Some of the most critical ingredients for narrative RPGs are as follows:
- Characters should be three dimensional; you should feel like they all have a story to tell and that they are unique in some way -- even if that's simply because they talk in a weird way or have a huge scar on the face.
- Every location should tell a story; this should be a strong focus on the level design side. Why are those monsters here? Why is it shaped like this? Why is it decorated like this? Ask yourself plenty of questions. Even if you don't always give the answer to the player, just defining those answers will help you create immersion.
- Even itemization should help immersion -- Why does that guy drop that sword? Where does it come from?
- Your combat mechanics and the powers displayed should feel coherent with your universe. Ideally, make use of some of the character's powers in dialog and cutscenes.
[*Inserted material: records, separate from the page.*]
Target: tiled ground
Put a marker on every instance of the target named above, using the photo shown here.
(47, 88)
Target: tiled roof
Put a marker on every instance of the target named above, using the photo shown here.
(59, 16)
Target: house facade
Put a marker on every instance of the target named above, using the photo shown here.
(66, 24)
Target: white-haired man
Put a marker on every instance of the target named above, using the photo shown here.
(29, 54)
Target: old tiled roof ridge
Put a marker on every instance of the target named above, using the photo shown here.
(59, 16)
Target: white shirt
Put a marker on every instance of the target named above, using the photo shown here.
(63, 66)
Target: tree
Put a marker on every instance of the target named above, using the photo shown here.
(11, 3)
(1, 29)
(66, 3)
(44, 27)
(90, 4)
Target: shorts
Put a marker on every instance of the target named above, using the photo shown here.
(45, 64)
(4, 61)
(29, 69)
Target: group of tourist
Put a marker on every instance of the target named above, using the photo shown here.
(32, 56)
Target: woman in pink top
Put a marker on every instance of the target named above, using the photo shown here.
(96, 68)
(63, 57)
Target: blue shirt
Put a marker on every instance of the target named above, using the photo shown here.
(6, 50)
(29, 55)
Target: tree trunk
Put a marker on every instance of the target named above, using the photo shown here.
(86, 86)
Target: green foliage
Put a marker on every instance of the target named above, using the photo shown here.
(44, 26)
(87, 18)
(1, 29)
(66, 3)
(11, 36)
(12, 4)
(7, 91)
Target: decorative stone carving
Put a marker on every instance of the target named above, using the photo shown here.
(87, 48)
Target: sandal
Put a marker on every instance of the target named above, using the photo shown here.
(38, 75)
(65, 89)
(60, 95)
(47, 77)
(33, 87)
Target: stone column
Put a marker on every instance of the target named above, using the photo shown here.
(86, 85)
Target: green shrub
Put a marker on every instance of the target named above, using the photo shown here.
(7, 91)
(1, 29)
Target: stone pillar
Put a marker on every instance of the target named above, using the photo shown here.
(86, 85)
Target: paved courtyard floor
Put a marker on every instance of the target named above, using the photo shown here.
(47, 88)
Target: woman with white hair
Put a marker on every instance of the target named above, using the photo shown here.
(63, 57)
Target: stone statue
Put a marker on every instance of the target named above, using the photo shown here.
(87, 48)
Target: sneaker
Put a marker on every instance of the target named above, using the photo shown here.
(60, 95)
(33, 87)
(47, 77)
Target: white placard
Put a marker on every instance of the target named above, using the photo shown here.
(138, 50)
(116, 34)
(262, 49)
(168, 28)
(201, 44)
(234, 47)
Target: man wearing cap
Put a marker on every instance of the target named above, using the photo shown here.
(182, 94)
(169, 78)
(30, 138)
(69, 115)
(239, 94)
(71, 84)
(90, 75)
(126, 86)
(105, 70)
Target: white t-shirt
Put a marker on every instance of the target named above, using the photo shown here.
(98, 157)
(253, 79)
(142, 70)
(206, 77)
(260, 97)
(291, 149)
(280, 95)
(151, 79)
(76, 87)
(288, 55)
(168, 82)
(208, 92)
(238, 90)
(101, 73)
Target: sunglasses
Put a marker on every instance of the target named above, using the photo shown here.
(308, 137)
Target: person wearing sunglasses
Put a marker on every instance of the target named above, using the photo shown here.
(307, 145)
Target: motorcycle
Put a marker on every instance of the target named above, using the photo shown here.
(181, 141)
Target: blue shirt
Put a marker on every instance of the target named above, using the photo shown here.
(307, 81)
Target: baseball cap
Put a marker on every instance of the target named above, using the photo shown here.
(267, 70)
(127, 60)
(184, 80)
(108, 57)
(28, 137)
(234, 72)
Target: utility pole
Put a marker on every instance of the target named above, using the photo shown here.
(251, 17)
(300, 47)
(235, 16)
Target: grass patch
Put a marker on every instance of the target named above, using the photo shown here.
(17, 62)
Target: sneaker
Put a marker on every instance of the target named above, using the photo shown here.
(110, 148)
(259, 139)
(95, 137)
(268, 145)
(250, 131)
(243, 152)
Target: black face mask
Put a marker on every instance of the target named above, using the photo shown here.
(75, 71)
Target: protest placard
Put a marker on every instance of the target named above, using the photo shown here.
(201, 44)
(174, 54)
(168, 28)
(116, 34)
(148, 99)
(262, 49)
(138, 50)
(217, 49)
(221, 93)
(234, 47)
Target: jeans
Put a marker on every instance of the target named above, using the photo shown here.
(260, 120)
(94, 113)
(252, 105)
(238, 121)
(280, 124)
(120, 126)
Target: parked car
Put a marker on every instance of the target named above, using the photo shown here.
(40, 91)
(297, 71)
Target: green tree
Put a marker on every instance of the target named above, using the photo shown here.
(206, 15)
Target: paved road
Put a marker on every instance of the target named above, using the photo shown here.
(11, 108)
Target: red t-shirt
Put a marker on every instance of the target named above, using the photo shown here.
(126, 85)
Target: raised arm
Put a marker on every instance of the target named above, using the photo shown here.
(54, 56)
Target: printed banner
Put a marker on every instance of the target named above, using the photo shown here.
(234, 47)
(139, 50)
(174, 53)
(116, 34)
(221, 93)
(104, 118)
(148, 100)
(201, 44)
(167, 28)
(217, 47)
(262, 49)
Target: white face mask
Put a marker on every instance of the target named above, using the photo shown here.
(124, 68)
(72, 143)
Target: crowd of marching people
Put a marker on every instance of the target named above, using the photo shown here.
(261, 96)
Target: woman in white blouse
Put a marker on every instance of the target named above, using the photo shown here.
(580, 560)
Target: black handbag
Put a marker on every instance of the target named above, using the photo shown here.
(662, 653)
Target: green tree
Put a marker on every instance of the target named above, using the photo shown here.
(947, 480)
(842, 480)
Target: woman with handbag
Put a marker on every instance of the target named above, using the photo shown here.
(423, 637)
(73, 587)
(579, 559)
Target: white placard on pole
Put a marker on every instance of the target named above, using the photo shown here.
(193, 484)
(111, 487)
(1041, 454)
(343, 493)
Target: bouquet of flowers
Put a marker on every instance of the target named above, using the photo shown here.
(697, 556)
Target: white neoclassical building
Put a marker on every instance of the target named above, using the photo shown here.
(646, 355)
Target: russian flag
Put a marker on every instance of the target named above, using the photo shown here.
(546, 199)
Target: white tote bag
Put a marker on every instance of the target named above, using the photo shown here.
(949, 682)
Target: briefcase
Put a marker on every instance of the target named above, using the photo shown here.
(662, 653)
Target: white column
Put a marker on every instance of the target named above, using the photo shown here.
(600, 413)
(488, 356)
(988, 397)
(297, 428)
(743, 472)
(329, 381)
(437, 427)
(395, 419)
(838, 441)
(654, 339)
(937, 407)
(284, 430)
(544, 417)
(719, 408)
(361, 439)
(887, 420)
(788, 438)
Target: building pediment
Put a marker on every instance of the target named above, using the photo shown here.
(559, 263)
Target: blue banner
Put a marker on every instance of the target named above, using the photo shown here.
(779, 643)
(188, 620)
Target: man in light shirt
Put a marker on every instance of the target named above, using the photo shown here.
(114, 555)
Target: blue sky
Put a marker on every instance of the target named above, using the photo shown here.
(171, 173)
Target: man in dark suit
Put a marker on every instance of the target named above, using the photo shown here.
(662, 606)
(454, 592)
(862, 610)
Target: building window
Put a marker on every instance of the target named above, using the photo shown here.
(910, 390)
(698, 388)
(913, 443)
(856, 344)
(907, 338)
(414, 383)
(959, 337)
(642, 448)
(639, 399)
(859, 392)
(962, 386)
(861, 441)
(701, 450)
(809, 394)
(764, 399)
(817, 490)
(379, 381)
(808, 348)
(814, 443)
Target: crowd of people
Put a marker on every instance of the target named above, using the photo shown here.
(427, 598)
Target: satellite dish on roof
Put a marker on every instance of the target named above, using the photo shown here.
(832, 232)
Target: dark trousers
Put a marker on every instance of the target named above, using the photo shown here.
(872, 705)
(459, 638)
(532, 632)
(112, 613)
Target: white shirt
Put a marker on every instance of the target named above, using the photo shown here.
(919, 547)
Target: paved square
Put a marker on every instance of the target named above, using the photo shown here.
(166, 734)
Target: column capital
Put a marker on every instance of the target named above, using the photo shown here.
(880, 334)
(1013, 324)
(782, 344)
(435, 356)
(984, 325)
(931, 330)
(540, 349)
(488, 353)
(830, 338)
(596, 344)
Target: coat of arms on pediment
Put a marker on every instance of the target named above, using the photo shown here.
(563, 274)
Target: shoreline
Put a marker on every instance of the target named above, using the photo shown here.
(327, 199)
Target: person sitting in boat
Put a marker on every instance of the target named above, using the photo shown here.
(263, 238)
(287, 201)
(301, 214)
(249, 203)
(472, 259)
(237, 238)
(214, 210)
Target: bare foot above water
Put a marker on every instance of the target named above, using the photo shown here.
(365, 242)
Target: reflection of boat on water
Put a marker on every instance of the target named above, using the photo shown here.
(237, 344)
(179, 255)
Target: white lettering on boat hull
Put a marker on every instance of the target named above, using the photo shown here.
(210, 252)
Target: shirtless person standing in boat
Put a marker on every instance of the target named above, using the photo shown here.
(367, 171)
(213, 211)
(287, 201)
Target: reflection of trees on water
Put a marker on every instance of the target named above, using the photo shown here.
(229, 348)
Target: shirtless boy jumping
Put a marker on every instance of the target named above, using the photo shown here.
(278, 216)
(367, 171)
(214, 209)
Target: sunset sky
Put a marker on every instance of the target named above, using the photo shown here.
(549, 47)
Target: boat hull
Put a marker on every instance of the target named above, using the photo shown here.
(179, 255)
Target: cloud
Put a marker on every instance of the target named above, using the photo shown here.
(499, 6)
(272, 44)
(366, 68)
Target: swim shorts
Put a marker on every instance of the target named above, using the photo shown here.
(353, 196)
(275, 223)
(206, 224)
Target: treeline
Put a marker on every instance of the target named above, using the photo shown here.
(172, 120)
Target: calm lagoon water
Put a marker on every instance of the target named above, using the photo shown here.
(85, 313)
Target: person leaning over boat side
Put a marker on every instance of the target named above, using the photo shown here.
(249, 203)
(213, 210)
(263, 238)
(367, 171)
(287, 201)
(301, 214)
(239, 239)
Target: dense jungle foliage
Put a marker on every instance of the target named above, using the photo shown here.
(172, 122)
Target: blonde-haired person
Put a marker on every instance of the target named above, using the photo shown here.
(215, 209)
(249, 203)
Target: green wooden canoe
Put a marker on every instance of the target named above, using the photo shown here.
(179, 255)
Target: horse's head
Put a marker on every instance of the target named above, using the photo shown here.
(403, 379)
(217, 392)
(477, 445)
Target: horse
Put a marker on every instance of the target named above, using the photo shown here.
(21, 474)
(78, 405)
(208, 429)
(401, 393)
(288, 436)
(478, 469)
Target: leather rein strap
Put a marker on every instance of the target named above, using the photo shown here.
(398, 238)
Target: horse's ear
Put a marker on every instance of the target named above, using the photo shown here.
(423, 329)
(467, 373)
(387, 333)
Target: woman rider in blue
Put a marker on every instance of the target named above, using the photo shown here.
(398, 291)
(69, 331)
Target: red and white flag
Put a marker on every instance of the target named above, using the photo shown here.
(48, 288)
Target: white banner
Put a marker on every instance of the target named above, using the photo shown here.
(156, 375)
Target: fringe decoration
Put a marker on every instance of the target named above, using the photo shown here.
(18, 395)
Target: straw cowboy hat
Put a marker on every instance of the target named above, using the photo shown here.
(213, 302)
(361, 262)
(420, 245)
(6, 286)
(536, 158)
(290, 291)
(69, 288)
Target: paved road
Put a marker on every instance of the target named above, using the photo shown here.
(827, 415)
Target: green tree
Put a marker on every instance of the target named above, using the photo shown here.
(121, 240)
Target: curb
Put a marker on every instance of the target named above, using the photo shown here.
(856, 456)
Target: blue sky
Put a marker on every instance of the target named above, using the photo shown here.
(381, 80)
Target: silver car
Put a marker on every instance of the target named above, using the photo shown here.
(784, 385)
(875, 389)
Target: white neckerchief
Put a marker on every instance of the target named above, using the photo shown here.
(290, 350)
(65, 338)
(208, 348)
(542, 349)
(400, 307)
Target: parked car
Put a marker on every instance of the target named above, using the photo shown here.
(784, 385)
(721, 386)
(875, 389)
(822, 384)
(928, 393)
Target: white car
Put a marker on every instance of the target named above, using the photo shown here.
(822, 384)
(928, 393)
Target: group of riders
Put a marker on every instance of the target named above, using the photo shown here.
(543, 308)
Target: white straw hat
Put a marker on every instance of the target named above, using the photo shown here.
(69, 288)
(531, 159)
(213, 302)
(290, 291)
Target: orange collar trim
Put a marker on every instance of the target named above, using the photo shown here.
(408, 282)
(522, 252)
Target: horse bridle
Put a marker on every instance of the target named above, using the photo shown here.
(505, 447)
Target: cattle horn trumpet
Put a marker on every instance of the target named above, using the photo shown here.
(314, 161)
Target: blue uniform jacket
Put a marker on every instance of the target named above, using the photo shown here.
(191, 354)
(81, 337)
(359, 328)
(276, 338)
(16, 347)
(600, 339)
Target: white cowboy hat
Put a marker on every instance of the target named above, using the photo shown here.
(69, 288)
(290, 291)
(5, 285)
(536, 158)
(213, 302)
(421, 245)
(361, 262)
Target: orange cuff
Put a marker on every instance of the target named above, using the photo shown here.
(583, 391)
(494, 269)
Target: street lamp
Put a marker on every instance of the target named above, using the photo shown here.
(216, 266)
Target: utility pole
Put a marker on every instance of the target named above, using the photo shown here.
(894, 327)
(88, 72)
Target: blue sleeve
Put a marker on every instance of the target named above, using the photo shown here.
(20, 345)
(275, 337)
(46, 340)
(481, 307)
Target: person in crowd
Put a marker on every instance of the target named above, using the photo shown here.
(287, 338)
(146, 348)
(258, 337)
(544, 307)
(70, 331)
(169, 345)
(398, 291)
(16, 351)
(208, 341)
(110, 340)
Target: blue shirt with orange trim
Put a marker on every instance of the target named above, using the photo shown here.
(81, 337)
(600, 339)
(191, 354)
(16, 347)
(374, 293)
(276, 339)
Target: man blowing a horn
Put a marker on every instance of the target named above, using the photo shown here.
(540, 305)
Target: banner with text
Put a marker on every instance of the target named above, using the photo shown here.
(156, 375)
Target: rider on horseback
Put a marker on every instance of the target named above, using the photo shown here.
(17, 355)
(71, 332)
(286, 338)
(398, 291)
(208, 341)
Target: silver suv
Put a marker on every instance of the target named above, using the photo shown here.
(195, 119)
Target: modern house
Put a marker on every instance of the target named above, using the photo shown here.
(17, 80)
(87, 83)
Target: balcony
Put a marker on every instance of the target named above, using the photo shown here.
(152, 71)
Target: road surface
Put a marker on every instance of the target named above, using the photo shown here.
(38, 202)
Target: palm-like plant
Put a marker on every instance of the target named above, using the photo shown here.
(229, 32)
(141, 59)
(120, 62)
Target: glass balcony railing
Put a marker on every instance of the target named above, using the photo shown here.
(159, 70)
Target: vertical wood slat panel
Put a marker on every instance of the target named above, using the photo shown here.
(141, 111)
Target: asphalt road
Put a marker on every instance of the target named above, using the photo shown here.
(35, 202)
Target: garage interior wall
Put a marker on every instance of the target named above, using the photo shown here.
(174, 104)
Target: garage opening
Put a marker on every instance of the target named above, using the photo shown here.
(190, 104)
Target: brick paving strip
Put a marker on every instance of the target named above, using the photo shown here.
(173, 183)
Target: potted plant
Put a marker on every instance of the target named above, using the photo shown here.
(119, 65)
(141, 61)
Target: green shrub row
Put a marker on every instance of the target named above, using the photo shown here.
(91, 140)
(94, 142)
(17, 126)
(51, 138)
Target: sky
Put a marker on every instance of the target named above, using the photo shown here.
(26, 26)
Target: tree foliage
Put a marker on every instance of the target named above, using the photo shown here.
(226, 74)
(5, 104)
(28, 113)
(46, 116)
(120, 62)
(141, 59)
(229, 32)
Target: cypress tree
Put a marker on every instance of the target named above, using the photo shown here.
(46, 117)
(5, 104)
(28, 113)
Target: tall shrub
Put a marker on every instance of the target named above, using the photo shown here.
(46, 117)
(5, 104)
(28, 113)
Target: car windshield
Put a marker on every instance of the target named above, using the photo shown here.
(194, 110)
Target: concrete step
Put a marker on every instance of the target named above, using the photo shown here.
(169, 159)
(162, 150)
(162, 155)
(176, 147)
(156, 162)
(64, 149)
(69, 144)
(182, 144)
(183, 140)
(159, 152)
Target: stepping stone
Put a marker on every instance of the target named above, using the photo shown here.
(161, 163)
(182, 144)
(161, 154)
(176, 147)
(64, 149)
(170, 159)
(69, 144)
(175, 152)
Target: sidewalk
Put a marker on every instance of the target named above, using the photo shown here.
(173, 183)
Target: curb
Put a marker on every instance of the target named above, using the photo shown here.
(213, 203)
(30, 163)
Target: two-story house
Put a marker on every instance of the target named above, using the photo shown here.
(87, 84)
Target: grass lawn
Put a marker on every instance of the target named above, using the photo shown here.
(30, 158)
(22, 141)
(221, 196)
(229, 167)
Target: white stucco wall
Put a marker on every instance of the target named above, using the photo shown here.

Yes, your healer character can and should be able to heal a wounded NPC in a cutscene.
- Almost everything should feel like it is evolving narratively: the main character, the sidekick characters (if any), the areas the player travels through, the secondary character, and even the "bad guys."
- Your dialog must have multiple answers; avoid doing too much linear dialog, leave the opportunity to the player to create the personality and morality of his character. There is one exception to this, though, and that's if you create a narrative RPG based on a predefined character. The Witcher is one of those, for example; in that case, your goal is to create a portrayal of that character, to let the player become intimate with who that character is. This prevents you from having extremely contrasted choices in terms of personality or morality, as you have to stay close to the original character. But if it's done well, it's also extremely rewarding for the player.
The Witcher 2
There are a few ingredients that should be either avoided, or limited in their complexity, as they could actually dilute your main experience and lose your player's focus on the story. For example:
- Enemies should not respawn, or only do so if it makes sense narratively. Indeed, enemies respawning just for the sake of it, serves only one goal: grinding. You want to avoid this in a good narrative RPG, since if the player starts to grind, that means he is not following your story anymore, and in turn that your narrative has failed to keep him going.
- You don't need a crafting system, but if you really want one or can't avoid having one due to the story -- as in The Witcher -- avoid making it complex, or grinding-oriented. Dragon Age II is a good example of this; its resource nodes only need to be harvested once and that's it, thus completely avoiding the grind, and instead simply giving an incentive for exploration.
- You don't need a very complex character evolution and itemization; you are not Diablo. Even though it is important for your player to feel that he can customize his characters and make them evolve more or less as he wishes, the system should not be too deep or complex. Remember, you want your player to feel driven by your story, not by comparing a new sword every 10 seconds or by thinking for 30 minutes about where to put that next talent point. As for itemization, it is way more important for it to make sense narratively, to have lore attached to it, than to be extremely flexible. Basically, it's better for the player to acquire Excalibur, rather than for the game to drop 20 longswords, all with slightly different stats.
Narrative and immersion are your keywords; never forget them.